I finally tried to figure out where all this guilt was coming from.
And I figured it out.
I was guilty about my story.
For those of you that don’t know… My story in a nutshell is this: I had an unplanned pregnancy (I hate that word ‘unplanned’ by the way… Nowadays I call it a surprise), Anyways, I had an “unplanned” pregnancy, I got really scared and scheduled an abortion, God literally saved me, I ended up choosing life, and now I have the most precious little girl.
So where’s the guilt??
Well… Now that the story has played out and I have the most wonderful little girl, I began to feel soooo guilty that I ever considered an abortion that I convinced myself that I was just a terrible mother. Because now, looking into the eyes of my beautiful daughter… How could I have ever considered that? A good mother would never have even thought of abortion. I didn’t deserve to be a mom if I considered abortion.
That’s what I thought.
But that’s what I think when I fail to give myself some compassion and forgiveness.
I tell this to young girls who have unplanned pregnancies all the time-
“You were scared”
“You were alone”
“You can’t be mad at yourself for being scared”
I say these things to girls all the time, but never to myself.
And that’s why I felt guilty. I did not award myself any compassion or forgiveness for the crisis I was in. I had no compassion for the things I considered while being scared out of my mind.
And that’s unhealthy.
And it’s caused me to feel inadequate and unworthy to be a mom.

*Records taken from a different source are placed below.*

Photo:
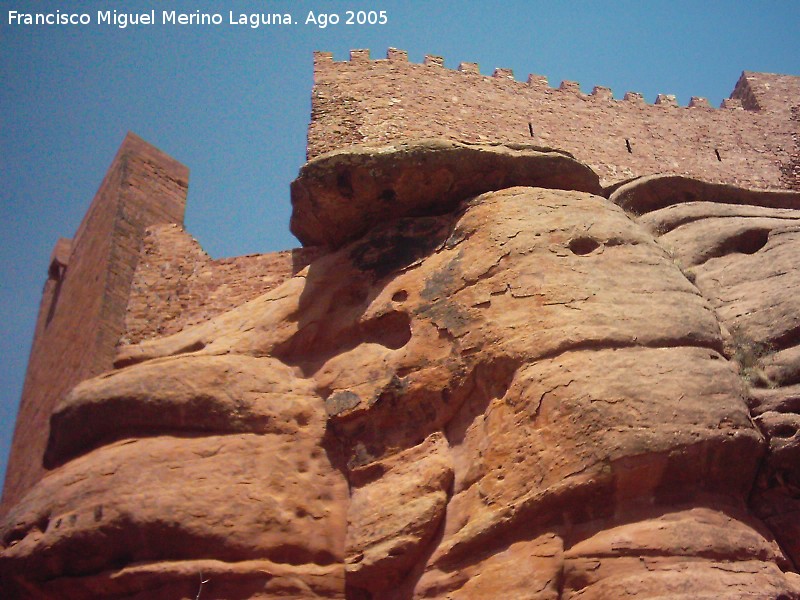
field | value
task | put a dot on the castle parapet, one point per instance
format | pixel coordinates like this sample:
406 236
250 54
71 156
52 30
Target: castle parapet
747 142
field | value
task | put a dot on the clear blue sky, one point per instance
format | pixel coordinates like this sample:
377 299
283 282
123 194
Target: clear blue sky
233 103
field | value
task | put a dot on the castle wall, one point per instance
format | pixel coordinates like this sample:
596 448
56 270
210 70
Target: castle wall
177 285
380 101
86 294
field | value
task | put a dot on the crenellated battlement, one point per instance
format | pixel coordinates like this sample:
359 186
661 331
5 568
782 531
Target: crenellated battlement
749 141
393 55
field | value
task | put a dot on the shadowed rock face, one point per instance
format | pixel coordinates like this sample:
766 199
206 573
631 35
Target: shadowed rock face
522 393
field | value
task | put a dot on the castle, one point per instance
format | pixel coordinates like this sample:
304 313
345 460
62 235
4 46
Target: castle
131 273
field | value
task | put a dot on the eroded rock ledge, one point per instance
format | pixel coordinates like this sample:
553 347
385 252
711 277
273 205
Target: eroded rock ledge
516 392
340 195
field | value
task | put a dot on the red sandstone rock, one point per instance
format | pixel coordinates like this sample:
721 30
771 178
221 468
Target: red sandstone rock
525 398
341 195
488 389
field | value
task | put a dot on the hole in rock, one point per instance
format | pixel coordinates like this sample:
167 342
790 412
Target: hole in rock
750 241
388 195
784 431
583 245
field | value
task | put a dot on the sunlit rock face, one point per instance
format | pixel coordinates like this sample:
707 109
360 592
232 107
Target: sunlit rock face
529 391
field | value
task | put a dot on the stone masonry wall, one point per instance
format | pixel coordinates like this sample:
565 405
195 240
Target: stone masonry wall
85 297
380 101
177 285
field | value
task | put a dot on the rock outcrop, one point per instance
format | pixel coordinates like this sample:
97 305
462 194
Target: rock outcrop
521 391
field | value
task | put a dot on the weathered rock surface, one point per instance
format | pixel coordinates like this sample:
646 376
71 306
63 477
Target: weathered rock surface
340 195
521 396
740 248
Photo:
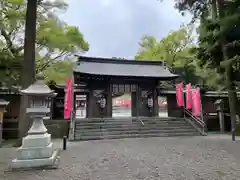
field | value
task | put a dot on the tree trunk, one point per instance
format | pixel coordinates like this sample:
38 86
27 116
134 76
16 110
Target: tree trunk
214 9
28 65
232 95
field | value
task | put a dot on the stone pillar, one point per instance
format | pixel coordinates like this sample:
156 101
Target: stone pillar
138 99
90 104
109 100
155 103
219 107
3 105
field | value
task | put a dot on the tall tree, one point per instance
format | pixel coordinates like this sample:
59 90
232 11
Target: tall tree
220 43
175 49
55 43
28 63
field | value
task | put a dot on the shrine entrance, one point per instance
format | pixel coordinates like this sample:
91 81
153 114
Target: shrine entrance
105 87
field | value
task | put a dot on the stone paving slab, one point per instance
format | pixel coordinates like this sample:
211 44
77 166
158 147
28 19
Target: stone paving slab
213 157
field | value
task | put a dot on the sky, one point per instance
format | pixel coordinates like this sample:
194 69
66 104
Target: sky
113 28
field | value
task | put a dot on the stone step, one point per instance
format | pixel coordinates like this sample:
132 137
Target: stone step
152 131
122 136
132 127
126 119
129 122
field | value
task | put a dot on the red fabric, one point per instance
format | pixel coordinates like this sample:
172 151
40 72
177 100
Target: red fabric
188 96
179 95
196 102
68 100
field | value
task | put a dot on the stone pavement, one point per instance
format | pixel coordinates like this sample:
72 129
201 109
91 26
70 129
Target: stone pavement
213 157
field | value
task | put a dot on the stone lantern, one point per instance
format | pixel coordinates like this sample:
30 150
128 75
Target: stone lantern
3 105
37 149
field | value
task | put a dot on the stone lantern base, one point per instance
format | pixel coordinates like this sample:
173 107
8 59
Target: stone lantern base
36 151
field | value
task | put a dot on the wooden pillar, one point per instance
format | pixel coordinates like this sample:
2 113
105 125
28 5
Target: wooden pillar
155 103
109 100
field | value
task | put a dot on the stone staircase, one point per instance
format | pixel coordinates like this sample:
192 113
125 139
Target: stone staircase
117 128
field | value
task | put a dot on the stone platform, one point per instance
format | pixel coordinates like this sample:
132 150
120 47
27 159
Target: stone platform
212 157
36 151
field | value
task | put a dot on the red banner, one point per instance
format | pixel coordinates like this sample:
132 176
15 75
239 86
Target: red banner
188 96
179 95
68 100
196 102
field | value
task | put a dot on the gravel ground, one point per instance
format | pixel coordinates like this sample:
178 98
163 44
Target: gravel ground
213 157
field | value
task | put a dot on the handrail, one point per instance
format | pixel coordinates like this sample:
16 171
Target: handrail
200 121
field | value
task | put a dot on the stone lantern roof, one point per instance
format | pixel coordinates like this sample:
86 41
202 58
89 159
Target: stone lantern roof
39 88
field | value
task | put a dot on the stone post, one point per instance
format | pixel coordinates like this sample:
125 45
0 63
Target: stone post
219 108
3 105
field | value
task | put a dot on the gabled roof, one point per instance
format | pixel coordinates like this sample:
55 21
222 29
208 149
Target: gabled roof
125 68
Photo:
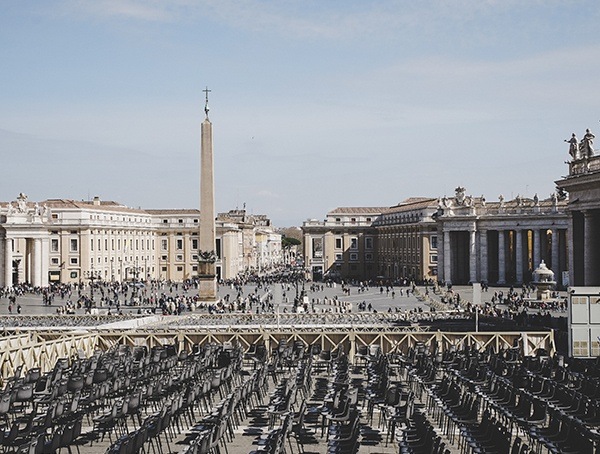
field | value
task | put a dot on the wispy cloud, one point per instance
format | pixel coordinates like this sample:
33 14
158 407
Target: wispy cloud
306 19
143 10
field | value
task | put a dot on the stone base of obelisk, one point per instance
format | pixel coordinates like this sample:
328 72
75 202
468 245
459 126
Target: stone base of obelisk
207 289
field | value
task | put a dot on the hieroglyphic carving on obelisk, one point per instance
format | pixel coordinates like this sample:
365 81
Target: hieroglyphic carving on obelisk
206 254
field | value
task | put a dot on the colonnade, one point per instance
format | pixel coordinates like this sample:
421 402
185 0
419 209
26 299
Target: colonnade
24 259
585 258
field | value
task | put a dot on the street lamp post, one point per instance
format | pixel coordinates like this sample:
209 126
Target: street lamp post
92 276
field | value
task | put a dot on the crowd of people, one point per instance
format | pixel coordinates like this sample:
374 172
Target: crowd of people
255 293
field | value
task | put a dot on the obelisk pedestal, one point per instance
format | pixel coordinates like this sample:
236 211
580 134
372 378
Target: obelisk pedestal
206 254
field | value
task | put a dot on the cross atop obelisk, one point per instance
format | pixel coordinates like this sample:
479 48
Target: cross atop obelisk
207 254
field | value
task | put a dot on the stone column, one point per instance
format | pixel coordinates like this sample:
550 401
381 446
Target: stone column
8 262
473 255
36 263
483 267
447 258
440 252
537 253
555 257
2 264
589 244
501 258
45 261
571 254
519 255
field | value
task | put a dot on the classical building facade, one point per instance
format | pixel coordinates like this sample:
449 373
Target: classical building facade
344 245
457 240
583 186
60 240
500 242
407 240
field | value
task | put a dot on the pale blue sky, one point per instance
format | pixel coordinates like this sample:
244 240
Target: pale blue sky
314 104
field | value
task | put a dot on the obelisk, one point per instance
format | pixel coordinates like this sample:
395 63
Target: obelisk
206 254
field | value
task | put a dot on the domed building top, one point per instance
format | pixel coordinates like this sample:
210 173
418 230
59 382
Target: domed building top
543 274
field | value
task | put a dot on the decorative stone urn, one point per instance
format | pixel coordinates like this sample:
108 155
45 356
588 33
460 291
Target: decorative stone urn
543 279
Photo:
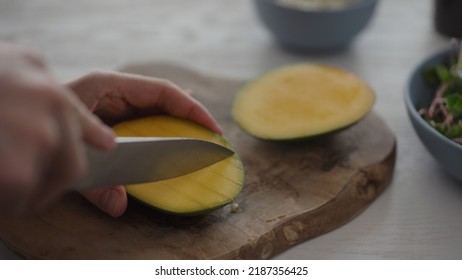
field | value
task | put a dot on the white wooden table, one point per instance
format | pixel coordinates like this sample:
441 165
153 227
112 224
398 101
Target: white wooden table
418 216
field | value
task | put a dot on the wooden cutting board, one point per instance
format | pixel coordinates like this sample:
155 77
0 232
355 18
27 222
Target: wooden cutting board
293 192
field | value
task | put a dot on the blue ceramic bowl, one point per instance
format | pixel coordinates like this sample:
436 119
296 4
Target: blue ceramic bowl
315 30
418 95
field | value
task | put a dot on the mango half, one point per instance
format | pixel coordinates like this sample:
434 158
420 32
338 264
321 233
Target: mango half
301 101
197 193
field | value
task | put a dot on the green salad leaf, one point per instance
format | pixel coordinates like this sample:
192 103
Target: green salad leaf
445 110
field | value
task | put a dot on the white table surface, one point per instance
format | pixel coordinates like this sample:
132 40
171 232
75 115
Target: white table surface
417 217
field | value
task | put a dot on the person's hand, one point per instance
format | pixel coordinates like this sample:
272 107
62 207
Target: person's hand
117 96
43 128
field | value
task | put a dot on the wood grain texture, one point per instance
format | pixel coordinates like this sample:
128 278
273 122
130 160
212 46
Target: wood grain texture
294 191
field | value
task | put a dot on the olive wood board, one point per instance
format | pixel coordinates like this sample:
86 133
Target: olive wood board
293 191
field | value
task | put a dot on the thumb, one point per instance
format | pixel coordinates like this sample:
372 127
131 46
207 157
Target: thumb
94 131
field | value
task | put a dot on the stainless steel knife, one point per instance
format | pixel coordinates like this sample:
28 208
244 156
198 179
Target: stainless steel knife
146 159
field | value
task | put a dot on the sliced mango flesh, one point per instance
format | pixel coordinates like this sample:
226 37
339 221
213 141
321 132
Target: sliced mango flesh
300 101
197 193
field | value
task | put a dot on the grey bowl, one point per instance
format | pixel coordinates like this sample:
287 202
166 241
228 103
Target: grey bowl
313 30
418 95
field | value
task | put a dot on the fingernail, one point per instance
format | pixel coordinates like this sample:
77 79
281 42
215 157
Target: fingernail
109 137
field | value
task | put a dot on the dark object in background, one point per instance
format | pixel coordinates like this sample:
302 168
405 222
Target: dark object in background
448 17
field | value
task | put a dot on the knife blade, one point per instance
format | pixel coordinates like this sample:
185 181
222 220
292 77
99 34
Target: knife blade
148 159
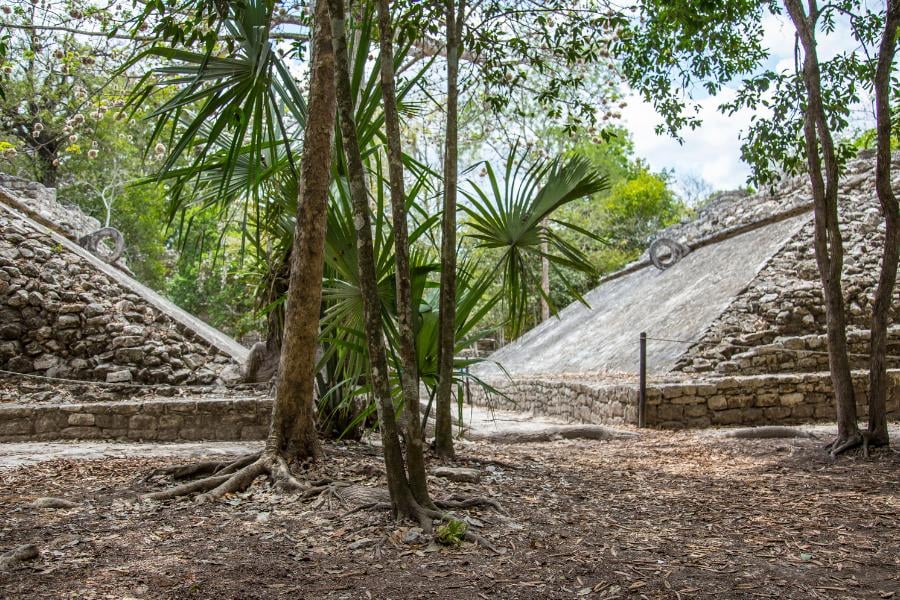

And that is just not true.
So, I’m finally going to show myself a little compassion and finally forgive myself for considering aborting my daughter.
Because I was scared. I did not consider abortion because I am a bad mom or because I didn’t love my daughter. I considered it because I was scared and that was it. End of story.
And I can forgive myself for that.
Letting go of that guilt is going to change my life.
It is going to allow me to be confident in the fact that I do love my daughter and I am worthy enough to be her mom. I am finally giving myself the ok to let go of all the guilt and worry and insecurities that came with it. I will finally start treating myself the way I treat my neighbors… With a little more compassion and understanding. Forgiveness is powerful…. And self-forgiveness might just be the most powerful thing I’ve done yet.
I hope you all can award yourself the compassion and forgiveness you deserve in your life. We all need to be a little nicer on ourselves.